• The Bride, la reinterpretación feminista de Maggie Gyllenhaal sobre el mito de Frankenstein, se ha convertido en uno de los mayores fracasos comerciales de Warner Bros., recaudando apenas 13,6 millones de dólares frente a un presupuesto de 155 millones.
• El desastre responde a una combinación de errores estratégicos: fecha de estreno equivocada, saturación del mercado con otra adaptación de Frankenstein, presupuesto desmesurado y un rechazo frontal del público que le otorgó una calificación de C+ en CinemaScore.

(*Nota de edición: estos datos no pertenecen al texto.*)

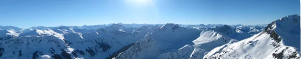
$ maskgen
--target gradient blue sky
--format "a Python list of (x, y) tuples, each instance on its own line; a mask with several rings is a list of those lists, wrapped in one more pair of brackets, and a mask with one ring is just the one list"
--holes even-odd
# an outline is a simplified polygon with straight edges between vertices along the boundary
[(1, 0), (0, 25), (267, 24), (300, 15), (299, 0)]

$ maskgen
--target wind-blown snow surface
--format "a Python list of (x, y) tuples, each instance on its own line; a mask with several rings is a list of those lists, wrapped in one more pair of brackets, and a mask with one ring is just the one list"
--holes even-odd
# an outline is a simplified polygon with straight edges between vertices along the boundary
[(192, 30), (172, 24), (157, 30), (115, 58), (201, 58), (211, 49), (236, 41), (214, 30)]
[(288, 16), (260, 34), (217, 47), (204, 58), (300, 58), (300, 16)]
[(0, 58), (299, 58), (299, 22), (0, 26)]
[(20, 36), (2, 30), (0, 33), (3, 36), (12, 35), (14, 38), (3, 38), (5, 40), (0, 41), (0, 58), (105, 58), (158, 26), (122, 30), (113, 27), (83, 33), (68, 28), (33, 30)]

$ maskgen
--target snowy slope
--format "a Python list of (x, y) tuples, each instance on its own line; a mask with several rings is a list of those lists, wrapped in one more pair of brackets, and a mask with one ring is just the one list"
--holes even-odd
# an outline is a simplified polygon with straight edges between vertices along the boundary
[(1, 41), (0, 58), (105, 58), (157, 28), (144, 26), (130, 32), (116, 28), (84, 33), (69, 28), (34, 30)]
[(216, 48), (203, 58), (300, 58), (300, 16), (288, 16), (239, 42)]
[(167, 24), (114, 58), (199, 58), (211, 49), (233, 41), (214, 30), (201, 32)]
[(0, 30), (0, 40), (16, 38), (19, 34), (14, 30)]

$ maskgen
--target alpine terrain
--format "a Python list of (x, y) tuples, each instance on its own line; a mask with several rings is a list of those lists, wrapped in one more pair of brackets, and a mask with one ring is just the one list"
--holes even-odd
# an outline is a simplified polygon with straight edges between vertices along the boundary
[(0, 26), (0, 58), (300, 58), (300, 16), (268, 24)]

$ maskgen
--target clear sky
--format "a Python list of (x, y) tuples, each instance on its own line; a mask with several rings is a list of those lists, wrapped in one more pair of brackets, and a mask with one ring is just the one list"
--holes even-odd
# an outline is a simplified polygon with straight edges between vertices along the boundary
[(299, 0), (0, 0), (0, 25), (268, 24), (300, 15)]

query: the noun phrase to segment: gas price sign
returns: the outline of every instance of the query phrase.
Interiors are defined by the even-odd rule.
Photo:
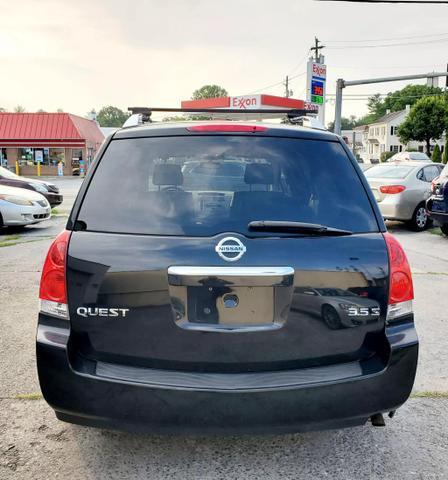
[[[325,83],[327,80],[327,66],[310,60],[308,62],[308,98],[315,105],[325,104]]]

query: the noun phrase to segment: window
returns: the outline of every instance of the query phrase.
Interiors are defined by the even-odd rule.
[[[404,165],[377,165],[364,172],[367,178],[406,178],[415,167]]]
[[[263,219],[378,231],[338,142],[266,137],[113,140],[79,214],[88,230],[189,236],[272,235],[248,230]]]
[[[432,182],[436,177],[440,175],[440,168],[436,165],[431,165],[429,167],[425,167],[423,170],[423,177],[421,180],[424,182]]]

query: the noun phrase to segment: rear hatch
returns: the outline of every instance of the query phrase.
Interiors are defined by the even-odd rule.
[[[72,356],[247,372],[384,351],[387,250],[357,169],[338,141],[268,133],[110,143],[69,245]]]
[[[385,165],[376,165],[364,172],[373,196],[378,203],[381,203],[389,194],[387,191],[381,191],[381,187],[390,185],[405,186],[406,177],[415,169],[413,165],[400,165],[391,163]],[[399,193],[394,193],[399,195]]]

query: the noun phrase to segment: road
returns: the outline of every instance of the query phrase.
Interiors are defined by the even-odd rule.
[[[80,179],[58,179],[65,215]],[[66,193],[67,192],[67,193]],[[64,424],[41,399],[34,362],[40,270],[66,216],[0,234],[0,478],[448,479],[448,239],[391,224],[414,272],[421,341],[411,398],[386,428],[285,436],[131,435]],[[445,305],[445,307],[444,307]]]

• Resulta preocupante que los estudios sigan apostando cifras astronómicas por proyectos de autor sin calibrar adecuadamente su viabilidad comercial, confundiendo ambición artística con garantía de taquilla.
Hay algo profundamente inquietante en observar cómo Hollywood, en su afán por parecer audaz, termina estrellándose contra la realidad del mercado. El reciente naufragio de The Bride, la propuesta de Maggie Gyllenhaal para Warner Bros., no es simplemente otro fracaso de taquilla más. Es un síntoma de una enfermedad más profunda: la incapacidad de distinguir entre lo que merece ser contado y lo que el público está dispuesto a escuchar.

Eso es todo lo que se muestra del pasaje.